I'm certainly no expert but it sounds as though he's a little stressed. I would think that will improve with time. Maybe give him one of those toys that releases food as he plays with it to keep his mind busy.


----------



## sagelfn (Aug 13, 2009)

angierose said:


> The part I don't know what to do about is his general behavior in the house. It is almost as if he doesn't know how to relax. He pants a lot, for no apparent reason.
> If you think he is panting from stress/anxiety have you tried any herbal remedies or maybe the thundershirt. He may need more time to adjust.
> 
> He whines and whimpers.
> ...


Does he have a crate? His own space to be alone when he needs to relax? 

My GSD is 2. I have had him since he was a baby. Until recently he could not settle down in the house no matter how much mental stimulation and exercise he got (no off switch). If we spent all day at the beach he could come home and sleep for an hour and then be ready to repeat the day as soon as he woke up. He is a dog that needs to be doing something almost constantly.


----------



## angierose (Apr 20, 2009)

Stosh, the poor beast has only just figured out how to work the kibble toys. He does seem to enjoy it though, I'll make sure he gets that or a bone on a more regular basis. 

Sagefln, he does have a crate which he goes to happily enough when we're around. I give him a break there around lunchtime, and I don't let our other dog get in it when he's around.

We are feeding Nature's Domain Turkey and Sweet Potato from Costco.
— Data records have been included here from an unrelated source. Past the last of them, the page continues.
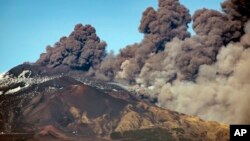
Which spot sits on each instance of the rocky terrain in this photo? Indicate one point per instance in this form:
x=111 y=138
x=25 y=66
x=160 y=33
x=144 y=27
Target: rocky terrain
x=66 y=107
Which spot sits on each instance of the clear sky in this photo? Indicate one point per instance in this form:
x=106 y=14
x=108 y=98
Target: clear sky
x=28 y=26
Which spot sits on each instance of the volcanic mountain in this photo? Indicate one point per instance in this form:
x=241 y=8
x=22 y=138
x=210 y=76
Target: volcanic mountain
x=78 y=91
x=74 y=107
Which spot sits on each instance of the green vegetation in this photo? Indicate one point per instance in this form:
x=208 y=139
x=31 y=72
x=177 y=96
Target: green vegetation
x=152 y=134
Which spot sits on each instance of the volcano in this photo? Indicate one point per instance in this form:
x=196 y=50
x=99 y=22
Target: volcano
x=38 y=104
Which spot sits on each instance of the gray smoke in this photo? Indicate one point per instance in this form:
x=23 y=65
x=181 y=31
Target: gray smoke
x=204 y=75
x=81 y=50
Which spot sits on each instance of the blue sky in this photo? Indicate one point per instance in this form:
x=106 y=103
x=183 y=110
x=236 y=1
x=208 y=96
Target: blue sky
x=28 y=26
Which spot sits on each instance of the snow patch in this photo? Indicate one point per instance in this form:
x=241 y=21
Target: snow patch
x=2 y=76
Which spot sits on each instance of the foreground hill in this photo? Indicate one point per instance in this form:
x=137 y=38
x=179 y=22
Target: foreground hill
x=66 y=107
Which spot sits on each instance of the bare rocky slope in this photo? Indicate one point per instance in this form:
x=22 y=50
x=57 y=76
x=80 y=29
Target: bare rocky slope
x=73 y=107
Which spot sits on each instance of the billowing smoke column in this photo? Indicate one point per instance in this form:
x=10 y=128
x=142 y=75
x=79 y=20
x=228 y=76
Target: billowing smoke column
x=159 y=27
x=205 y=75
x=81 y=50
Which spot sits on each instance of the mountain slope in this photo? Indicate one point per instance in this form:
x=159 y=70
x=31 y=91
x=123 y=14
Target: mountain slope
x=77 y=108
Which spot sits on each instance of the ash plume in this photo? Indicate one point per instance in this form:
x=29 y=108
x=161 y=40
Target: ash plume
x=81 y=50
x=159 y=27
x=204 y=75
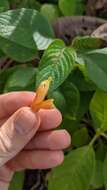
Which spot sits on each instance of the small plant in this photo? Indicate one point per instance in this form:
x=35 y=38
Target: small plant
x=78 y=86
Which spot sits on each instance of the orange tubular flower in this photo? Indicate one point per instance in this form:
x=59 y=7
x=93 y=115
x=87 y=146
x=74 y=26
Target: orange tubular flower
x=39 y=101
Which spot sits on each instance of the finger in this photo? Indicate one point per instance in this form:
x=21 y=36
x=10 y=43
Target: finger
x=11 y=102
x=36 y=160
x=5 y=177
x=52 y=140
x=17 y=132
x=49 y=119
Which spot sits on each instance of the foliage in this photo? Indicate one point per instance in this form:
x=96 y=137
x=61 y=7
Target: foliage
x=79 y=84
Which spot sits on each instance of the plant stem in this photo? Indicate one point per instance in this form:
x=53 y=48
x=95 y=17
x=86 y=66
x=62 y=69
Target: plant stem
x=104 y=135
x=94 y=139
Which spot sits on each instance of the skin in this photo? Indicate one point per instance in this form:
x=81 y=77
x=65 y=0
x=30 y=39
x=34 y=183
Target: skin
x=28 y=140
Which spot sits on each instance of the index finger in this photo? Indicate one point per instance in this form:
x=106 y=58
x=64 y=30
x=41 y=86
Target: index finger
x=11 y=102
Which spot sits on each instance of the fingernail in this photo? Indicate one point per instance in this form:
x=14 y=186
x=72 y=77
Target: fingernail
x=26 y=121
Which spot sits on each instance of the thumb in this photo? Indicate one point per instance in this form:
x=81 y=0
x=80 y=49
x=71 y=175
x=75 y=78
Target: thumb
x=17 y=132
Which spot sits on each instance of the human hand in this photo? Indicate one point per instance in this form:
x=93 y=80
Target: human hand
x=27 y=139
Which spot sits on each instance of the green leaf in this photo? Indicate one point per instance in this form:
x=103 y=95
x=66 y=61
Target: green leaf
x=20 y=79
x=85 y=98
x=79 y=77
x=98 y=110
x=76 y=171
x=22 y=32
x=86 y=43
x=17 y=182
x=57 y=62
x=97 y=180
x=32 y=4
x=96 y=63
x=50 y=11
x=71 y=7
x=80 y=137
x=72 y=97
x=105 y=172
x=4 y=5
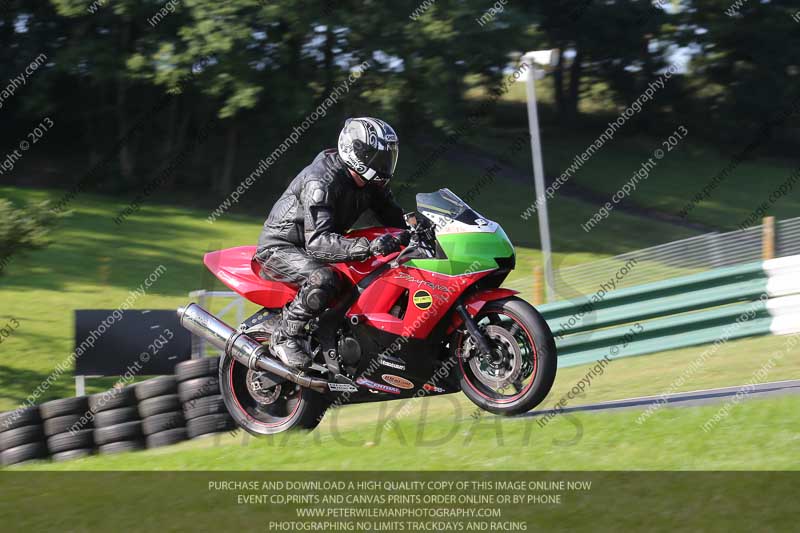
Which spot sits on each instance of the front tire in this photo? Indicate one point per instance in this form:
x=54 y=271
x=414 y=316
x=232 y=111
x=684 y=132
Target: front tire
x=522 y=368
x=267 y=411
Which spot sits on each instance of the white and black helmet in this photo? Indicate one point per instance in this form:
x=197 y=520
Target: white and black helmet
x=369 y=146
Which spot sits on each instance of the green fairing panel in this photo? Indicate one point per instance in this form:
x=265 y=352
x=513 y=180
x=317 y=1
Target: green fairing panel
x=468 y=252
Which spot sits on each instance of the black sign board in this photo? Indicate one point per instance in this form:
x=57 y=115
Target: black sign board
x=137 y=342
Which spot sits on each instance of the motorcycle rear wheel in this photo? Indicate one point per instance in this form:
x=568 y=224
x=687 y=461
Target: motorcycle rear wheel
x=268 y=411
x=522 y=368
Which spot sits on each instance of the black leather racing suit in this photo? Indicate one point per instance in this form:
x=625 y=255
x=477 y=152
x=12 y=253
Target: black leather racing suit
x=304 y=232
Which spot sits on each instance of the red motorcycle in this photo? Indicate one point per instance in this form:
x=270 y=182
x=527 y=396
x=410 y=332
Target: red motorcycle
x=428 y=320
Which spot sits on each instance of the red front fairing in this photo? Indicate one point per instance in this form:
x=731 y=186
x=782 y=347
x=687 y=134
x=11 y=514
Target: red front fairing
x=420 y=298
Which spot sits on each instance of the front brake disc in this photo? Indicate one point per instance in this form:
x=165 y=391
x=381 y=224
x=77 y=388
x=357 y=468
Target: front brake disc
x=505 y=364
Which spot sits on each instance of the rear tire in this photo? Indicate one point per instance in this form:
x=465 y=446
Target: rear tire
x=294 y=408
x=532 y=334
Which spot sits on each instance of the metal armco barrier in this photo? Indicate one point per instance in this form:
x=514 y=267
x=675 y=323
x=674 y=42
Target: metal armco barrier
x=758 y=298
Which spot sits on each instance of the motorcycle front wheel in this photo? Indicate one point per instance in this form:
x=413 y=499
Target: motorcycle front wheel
x=519 y=372
x=261 y=409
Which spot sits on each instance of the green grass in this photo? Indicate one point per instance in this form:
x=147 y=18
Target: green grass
x=672 y=440
x=94 y=263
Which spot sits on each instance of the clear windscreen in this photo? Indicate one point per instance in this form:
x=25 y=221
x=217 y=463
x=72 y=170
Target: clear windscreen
x=444 y=204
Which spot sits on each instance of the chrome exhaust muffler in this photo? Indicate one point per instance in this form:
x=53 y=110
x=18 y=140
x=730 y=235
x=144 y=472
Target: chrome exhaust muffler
x=241 y=347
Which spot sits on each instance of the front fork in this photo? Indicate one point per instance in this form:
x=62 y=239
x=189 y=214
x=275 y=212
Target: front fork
x=474 y=332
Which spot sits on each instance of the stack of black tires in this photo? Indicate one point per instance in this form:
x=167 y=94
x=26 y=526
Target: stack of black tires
x=160 y=408
x=198 y=389
x=21 y=436
x=116 y=421
x=68 y=427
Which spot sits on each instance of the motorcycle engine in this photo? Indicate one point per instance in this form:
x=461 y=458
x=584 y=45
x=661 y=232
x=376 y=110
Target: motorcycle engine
x=349 y=351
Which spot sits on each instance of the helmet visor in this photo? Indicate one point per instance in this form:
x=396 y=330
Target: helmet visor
x=385 y=161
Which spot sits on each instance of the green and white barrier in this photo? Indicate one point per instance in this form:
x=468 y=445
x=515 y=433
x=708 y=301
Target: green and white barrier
x=759 y=298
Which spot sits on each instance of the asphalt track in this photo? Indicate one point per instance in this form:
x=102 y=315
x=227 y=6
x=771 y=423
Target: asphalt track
x=687 y=399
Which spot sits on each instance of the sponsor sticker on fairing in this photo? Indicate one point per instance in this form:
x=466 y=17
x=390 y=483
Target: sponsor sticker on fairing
x=377 y=386
x=397 y=381
x=392 y=363
x=342 y=387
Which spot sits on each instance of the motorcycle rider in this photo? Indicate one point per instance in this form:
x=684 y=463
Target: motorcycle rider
x=305 y=228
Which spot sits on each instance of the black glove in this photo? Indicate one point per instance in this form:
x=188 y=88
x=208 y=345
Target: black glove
x=384 y=245
x=404 y=237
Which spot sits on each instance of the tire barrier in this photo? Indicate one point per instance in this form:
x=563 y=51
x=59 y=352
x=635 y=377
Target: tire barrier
x=68 y=425
x=160 y=410
x=21 y=436
x=157 y=412
x=198 y=390
x=116 y=420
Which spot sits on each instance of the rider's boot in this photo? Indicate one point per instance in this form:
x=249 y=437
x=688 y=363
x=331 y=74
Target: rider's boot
x=288 y=341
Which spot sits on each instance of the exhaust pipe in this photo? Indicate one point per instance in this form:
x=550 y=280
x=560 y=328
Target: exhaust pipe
x=244 y=349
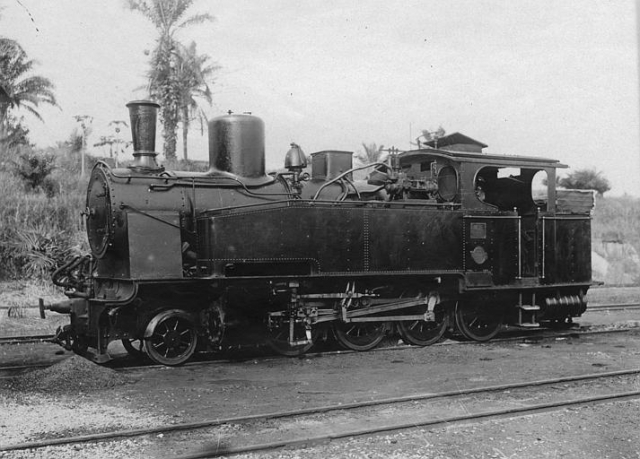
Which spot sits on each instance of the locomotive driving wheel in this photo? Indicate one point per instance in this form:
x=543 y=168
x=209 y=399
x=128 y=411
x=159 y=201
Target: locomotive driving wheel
x=478 y=321
x=171 y=338
x=359 y=336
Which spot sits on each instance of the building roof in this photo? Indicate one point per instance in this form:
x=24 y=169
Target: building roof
x=457 y=142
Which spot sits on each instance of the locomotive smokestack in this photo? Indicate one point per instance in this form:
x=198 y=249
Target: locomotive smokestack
x=143 y=115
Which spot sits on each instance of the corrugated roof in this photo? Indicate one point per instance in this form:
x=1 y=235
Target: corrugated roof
x=454 y=139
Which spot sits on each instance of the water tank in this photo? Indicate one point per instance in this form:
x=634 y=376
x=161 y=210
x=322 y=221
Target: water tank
x=236 y=145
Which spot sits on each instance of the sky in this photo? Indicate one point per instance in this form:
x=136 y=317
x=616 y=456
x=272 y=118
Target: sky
x=527 y=77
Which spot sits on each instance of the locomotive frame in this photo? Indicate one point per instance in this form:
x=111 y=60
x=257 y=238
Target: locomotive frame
x=436 y=240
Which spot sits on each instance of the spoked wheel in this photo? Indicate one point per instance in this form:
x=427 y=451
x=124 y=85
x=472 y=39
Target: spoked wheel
x=421 y=332
x=478 y=322
x=135 y=347
x=278 y=339
x=171 y=338
x=359 y=336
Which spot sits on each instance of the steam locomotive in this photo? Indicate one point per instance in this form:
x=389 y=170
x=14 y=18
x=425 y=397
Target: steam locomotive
x=436 y=239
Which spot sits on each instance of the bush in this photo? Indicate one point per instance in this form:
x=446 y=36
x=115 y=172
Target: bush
x=34 y=169
x=586 y=179
x=40 y=213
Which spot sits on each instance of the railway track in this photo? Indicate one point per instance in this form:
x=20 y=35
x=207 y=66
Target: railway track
x=378 y=416
x=516 y=335
x=25 y=339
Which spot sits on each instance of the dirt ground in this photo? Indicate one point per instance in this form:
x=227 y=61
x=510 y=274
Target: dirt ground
x=67 y=405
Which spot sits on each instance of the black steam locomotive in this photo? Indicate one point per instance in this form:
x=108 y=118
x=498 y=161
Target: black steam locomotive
x=439 y=238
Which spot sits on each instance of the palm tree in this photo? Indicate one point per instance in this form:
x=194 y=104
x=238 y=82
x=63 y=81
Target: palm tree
x=167 y=17
x=19 y=88
x=194 y=73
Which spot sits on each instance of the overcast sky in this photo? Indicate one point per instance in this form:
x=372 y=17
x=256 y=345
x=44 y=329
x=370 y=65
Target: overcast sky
x=528 y=77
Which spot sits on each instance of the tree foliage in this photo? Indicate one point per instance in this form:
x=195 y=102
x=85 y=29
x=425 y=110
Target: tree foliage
x=21 y=89
x=428 y=136
x=194 y=73
x=167 y=16
x=34 y=170
x=586 y=179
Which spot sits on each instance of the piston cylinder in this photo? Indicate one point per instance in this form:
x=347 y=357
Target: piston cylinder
x=236 y=145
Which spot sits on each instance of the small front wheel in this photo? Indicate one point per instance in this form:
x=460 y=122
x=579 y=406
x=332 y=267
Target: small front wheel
x=171 y=338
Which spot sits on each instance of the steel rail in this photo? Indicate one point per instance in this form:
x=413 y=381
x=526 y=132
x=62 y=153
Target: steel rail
x=348 y=406
x=630 y=395
x=612 y=307
x=25 y=339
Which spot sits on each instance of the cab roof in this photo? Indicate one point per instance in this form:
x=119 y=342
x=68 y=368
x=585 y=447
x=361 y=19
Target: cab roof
x=490 y=160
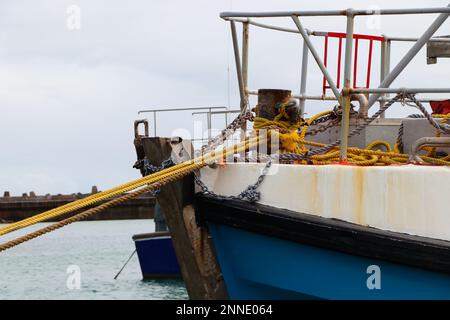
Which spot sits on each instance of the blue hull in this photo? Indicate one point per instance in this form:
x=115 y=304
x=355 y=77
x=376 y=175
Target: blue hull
x=257 y=266
x=156 y=256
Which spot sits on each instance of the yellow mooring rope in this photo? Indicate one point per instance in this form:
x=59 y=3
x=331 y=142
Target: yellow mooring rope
x=154 y=181
x=291 y=137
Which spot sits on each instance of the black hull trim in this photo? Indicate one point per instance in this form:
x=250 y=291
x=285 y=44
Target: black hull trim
x=326 y=233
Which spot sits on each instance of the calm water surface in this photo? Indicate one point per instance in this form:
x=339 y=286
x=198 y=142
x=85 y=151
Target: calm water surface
x=39 y=268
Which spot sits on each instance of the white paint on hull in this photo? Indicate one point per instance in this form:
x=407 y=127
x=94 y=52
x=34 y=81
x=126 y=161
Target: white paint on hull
x=407 y=199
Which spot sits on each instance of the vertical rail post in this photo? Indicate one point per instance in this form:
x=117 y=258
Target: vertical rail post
x=385 y=62
x=237 y=60
x=245 y=40
x=303 y=78
x=325 y=63
x=209 y=124
x=154 y=123
x=345 y=99
x=317 y=57
x=410 y=55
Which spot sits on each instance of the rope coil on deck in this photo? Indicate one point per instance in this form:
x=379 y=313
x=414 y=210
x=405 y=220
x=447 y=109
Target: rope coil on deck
x=294 y=148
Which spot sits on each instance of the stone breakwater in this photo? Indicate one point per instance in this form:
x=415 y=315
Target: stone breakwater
x=14 y=208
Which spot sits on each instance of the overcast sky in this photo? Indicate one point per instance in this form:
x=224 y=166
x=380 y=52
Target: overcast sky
x=69 y=95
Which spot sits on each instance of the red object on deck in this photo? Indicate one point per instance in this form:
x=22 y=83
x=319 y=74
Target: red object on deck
x=356 y=37
x=440 y=107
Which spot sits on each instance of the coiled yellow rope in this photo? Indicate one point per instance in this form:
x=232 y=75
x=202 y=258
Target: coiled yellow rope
x=292 y=139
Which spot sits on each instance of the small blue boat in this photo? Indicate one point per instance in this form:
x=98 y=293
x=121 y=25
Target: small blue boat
x=156 y=255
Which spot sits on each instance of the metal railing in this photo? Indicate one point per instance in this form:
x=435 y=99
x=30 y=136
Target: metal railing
x=343 y=96
x=208 y=118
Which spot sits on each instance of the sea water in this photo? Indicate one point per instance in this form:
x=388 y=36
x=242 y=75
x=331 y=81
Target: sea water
x=80 y=261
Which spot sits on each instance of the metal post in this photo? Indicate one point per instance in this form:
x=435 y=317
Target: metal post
x=154 y=123
x=383 y=72
x=245 y=36
x=410 y=55
x=345 y=100
x=208 y=120
x=316 y=57
x=303 y=78
x=237 y=61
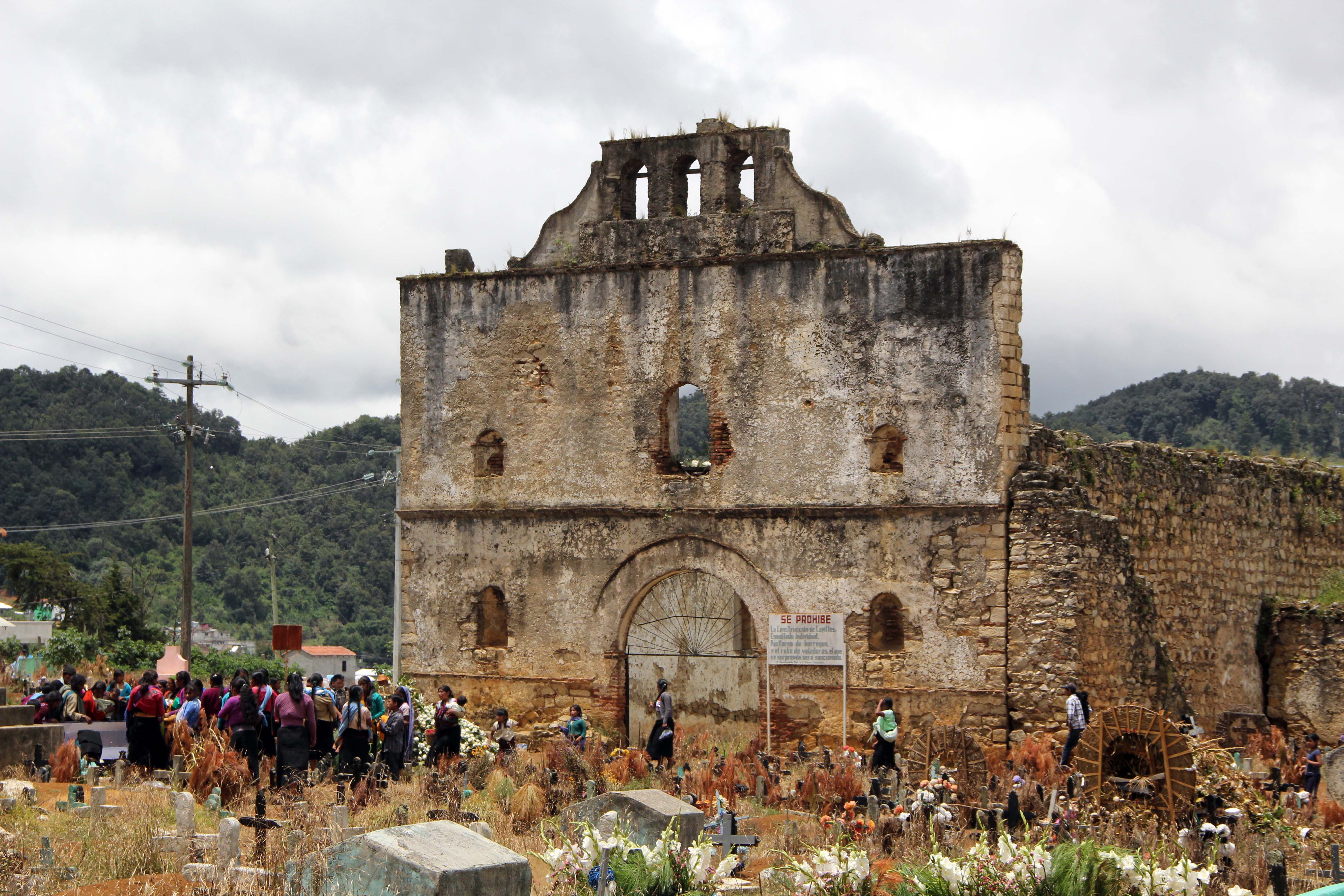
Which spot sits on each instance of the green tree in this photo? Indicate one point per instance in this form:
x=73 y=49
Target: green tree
x=38 y=574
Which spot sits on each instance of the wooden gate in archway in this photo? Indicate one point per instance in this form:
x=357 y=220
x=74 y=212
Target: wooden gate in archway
x=1138 y=751
x=694 y=631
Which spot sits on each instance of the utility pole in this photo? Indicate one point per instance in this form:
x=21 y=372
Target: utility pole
x=187 y=432
x=397 y=566
x=275 y=601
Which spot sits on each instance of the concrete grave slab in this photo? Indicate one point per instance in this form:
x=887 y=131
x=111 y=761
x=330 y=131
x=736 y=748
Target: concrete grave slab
x=647 y=813
x=433 y=859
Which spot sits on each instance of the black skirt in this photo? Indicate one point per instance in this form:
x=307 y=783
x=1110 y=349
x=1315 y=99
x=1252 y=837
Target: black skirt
x=885 y=754
x=146 y=743
x=326 y=738
x=659 y=746
x=292 y=747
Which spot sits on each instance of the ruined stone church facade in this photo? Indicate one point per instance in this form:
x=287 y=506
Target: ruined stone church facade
x=870 y=454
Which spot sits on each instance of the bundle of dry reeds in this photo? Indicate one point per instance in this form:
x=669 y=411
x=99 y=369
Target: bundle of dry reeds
x=214 y=765
x=65 y=764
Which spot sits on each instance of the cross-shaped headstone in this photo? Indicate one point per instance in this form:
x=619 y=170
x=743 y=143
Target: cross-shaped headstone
x=729 y=837
x=260 y=824
x=342 y=829
x=99 y=807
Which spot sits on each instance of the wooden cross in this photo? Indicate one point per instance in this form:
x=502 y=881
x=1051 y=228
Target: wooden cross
x=261 y=825
x=729 y=837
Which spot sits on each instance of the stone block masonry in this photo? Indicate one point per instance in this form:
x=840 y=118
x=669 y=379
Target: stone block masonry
x=1210 y=539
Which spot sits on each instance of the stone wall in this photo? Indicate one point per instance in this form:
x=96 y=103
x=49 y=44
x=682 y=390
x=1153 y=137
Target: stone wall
x=1212 y=535
x=1077 y=609
x=1303 y=644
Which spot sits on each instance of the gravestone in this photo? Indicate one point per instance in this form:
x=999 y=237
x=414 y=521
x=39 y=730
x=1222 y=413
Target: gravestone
x=647 y=813
x=1332 y=773
x=432 y=859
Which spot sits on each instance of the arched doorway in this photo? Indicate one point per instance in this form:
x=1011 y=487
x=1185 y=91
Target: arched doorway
x=693 y=629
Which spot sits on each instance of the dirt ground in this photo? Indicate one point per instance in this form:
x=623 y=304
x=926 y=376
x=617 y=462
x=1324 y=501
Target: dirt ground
x=138 y=886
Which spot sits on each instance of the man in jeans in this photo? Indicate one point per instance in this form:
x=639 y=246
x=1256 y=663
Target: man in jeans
x=1077 y=722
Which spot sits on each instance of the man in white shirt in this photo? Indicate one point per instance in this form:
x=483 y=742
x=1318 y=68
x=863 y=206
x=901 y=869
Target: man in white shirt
x=1076 y=719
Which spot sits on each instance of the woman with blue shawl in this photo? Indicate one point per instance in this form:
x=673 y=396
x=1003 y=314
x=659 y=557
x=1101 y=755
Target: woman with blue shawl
x=885 y=737
x=409 y=711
At the shelter he was on Purina One. The vet did say his skin might take some time to settle down from all he'd been through-- he was truly filthy when we got him, infested with fleas, and pretty underweight. 

Our other GSD isn't quite as vocal as he is, but certainly does make plenty of noise. I guess I can just hear a level of stress in his whining that seems unusual. He is a bit possessive. I've only just gotten him to let me pet Kaylee without him trying to push her away. They even play tug now without incidents.

The more I write, the more I think he's still confused about his place here. We do practice NILIF (he was very, very pushy when he first came home). Are there any specific herbal products you could recommend? There are a lot of them and I am not sure which are just marketing and which people have success with.


----------



## sagelfn (Aug 13, 2009)

I have not used any. I would start a thread asking for some recommendations. I know several people here have or are currently using them with success.


----------



## anngie (Mar 24, 2003)

We are having a lot of the same problems with Abigail. We adopted her 4 wks ago yesterday. She has really bad separation anxiety and we don't leave her much. Last 3 times we left her she escaped her crate, bent the bottom and slid the tray out. 
Does a thundershirt really work?


----------



## gsdraven (Jul 8, 2009)

I've heard people have good success with thundershirts. It's not a cure but can lessen the anxiety quite a bit. I think I've heard up tp 60%. You can also try rescue remedy or DAP plug ins which are general calming aids.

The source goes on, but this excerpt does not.